Oscar winner Tom Schulmann surrounded by his “classmates”: On Friday evening, the American screenwriter had a brief appearance in the revival of the successful play “The Dead Poets Society” in the Bad Hersfeld monastery ruins. © Steffen Sennewald

Oscar winner Tom Schulmann attended the Bad Hersfeld Festival and even acted in his play “The Dead Poets Society”. We met him for an interview.

Bad Hersfeld – The Oscar winner Tom Schulmann visited the Bad Hersfeld Festival at the weekend and even played a small role in “his” play “The Dead Poets Society”. Our newspaper met Tom Schulman for an exclusive interview in Bad Hersfeld. Kai A. Struthoff spoke to the American screenwriter.

Mr. Schulman, welcome to Bad Hersfeld! The most important question first: How did you like the stage version of your play “The Dead Poets Society” in the monastery ruins?

It was fabulous, loved it. Although I don’t speak German, I understood everything and it was very engaging and intense. You might cry and laugh, it was very touching. It was so imaginative visually and dramaturgically and the actors were fantastic. Jörn Hinkel did a great job directing.

How do you like the monastery ruins?

The monastery ruins are spectacular. I had seen photos, but when you see them in person, the grand old walls and the sheer size of the building are breathtaking.

The story regarding the students of the old-fashioned and strict Welton Academy has an autobiographical background. You went to a school like that yourself. Which of the students in the play are you?

Interview with an Oscar winner: Tom Schulman with editor Kai A. Struthoff following the interview at the Hotel zum Stern in Bad Hersfeld. © Monika Liegmann

The model for the school was the conservative Montgomery Bell Academy, an all-boys school but not a boarding school. Personally, I identify with Todd Anderson the most because I used to be a very shy young man. While I didn’t stutter, I avoided speaking in class whenever possible.

Although Dead Poets Society is set in the 1950s, many of the problems with the educational system that the play reveals are still relevant. Or have schools in the US changed since then?

We are witnessing a new backward-looking trend in education in the United States – particularly in Florida.

You mean because it’s now considered a crime in the Republican-governed state to expose students to books that are considered “lewd” and “obscene”?

Exactly. There is censorship in the schools, especially when it comes to controversial social issues such as dealing with slavery and racism. The students are deliberately limited in their learning opportunities. This repressive form of education, which is also portrayed in “Dead Poets Society”, is currently experiencing a comeback in some conservative states in the USA.

Director Joern Hinkel told us that he was in regular contact with you while writing the German stage version. What did you exchange regarding?

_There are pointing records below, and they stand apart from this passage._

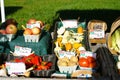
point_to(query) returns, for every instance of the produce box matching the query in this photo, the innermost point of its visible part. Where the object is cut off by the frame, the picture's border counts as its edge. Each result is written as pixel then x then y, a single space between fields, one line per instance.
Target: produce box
pixel 42 47
pixel 113 37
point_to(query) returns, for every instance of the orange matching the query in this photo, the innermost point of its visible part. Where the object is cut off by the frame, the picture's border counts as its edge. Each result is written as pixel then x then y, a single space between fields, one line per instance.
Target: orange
pixel 68 46
pixel 77 45
pixel 80 29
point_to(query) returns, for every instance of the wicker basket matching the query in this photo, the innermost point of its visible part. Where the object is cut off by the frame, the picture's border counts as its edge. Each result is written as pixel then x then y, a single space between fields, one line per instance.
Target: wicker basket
pixel 114 26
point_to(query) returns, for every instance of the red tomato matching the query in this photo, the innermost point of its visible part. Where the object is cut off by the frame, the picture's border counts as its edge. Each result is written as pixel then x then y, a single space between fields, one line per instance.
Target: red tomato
pixel 92 65
pixel 83 62
pixel 91 59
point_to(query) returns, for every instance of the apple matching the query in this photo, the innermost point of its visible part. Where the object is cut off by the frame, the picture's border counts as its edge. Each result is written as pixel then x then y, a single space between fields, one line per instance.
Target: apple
pixel 2 31
pixel 27 31
pixel 36 30
pixel 31 21
pixel 11 29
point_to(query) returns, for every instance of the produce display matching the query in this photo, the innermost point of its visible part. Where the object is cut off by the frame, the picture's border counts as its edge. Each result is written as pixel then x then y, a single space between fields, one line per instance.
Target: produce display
pixel 71 52
pixel 115 38
pixel 9 30
pixel 70 57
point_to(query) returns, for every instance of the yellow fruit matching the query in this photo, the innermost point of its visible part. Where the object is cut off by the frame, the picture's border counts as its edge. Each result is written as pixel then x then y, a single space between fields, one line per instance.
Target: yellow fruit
pixel 59 39
pixel 73 59
pixel 65 59
pixel 68 46
pixel 71 63
pixel 62 63
pixel 77 45
pixel 80 30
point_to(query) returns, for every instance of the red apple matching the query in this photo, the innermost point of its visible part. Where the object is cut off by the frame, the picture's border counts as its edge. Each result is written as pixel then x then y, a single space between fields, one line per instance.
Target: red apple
pixel 31 21
pixel 36 30
pixel 11 29
pixel 2 31
pixel 28 31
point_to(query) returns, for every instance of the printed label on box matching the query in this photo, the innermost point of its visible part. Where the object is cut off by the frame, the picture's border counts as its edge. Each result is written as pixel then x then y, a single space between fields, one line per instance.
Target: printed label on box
pixel 22 51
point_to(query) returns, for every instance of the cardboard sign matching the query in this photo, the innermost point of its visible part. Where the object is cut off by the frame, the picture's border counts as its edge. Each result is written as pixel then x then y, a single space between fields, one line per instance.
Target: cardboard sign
pixel 37 24
pixel 22 51
pixel 15 68
pixel 70 23
pixel 97 34
pixel 63 54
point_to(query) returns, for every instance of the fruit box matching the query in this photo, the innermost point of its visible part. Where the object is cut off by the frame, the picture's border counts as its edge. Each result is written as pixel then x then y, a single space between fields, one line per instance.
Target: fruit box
pixel 32 38
pixel 6 37
pixel 67 69
pixel 45 73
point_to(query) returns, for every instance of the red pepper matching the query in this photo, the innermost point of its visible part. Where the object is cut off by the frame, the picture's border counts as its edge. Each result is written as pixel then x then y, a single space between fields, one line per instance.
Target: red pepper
pixel 49 64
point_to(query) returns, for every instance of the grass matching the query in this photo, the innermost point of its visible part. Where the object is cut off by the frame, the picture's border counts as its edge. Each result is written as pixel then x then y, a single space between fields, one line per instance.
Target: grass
pixel 49 11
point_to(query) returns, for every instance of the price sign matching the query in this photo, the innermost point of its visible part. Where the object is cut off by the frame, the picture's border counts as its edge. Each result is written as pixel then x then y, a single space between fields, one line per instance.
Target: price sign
pixel 15 68
pixel 37 24
pixel 70 23
pixel 97 34
pixel 22 51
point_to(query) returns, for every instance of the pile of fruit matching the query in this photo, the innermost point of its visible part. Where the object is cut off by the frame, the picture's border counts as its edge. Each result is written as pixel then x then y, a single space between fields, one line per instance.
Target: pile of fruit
pixel 69 40
pixel 115 38
pixel 33 30
pixel 8 30
pixel 10 27
pixel 34 61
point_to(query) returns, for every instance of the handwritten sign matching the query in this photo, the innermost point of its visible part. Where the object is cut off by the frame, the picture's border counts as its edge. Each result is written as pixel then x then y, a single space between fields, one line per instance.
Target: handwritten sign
pixel 15 68
pixel 22 51
pixel 97 34
pixel 37 24
pixel 70 23
pixel 63 54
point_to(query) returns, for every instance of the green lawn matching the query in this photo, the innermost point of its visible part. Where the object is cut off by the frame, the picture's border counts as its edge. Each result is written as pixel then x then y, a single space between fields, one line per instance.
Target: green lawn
pixel 49 11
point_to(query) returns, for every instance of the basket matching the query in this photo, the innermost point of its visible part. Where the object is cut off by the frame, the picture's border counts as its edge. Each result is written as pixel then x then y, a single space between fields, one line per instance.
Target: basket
pixel 114 26
pixel 32 38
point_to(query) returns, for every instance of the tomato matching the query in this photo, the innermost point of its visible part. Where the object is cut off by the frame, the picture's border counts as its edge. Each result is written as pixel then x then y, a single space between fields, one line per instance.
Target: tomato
pixel 91 59
pixel 83 62
pixel 92 65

We mainly talked regarding which parts of the film should also appear in the stage version. I wrote a stage version myself for a theater in New York, but it was only 90 minutes long. I cut a lot and even left out whole characters. That’s why Joern and I revised the piece very thoroughly, especially from the point of view of what content is important for a German audience. In doing so, I orientated myself primarily towards Joern Hinkel, because he knows his audience best.

To what extent did your strict school shape you for the rest of your life? Did your personal Keating turn shy Tom into an eventual Oscar winner?

I don’t know that. But Keating’s role model was my sophomore high school English teacher at Montgomery Bell Academy. He had the same classic spirit as Mr. Keating – and he didn’t come back the following school year. There were rumors that he was having an affair with the headmaster’s wife or daughter, something like that, that we students didn’t dare to ask what happened. I found out later that he had just found a better job teaching at a university. But the fact that I didn’t know what had happened to him fueled my imagination.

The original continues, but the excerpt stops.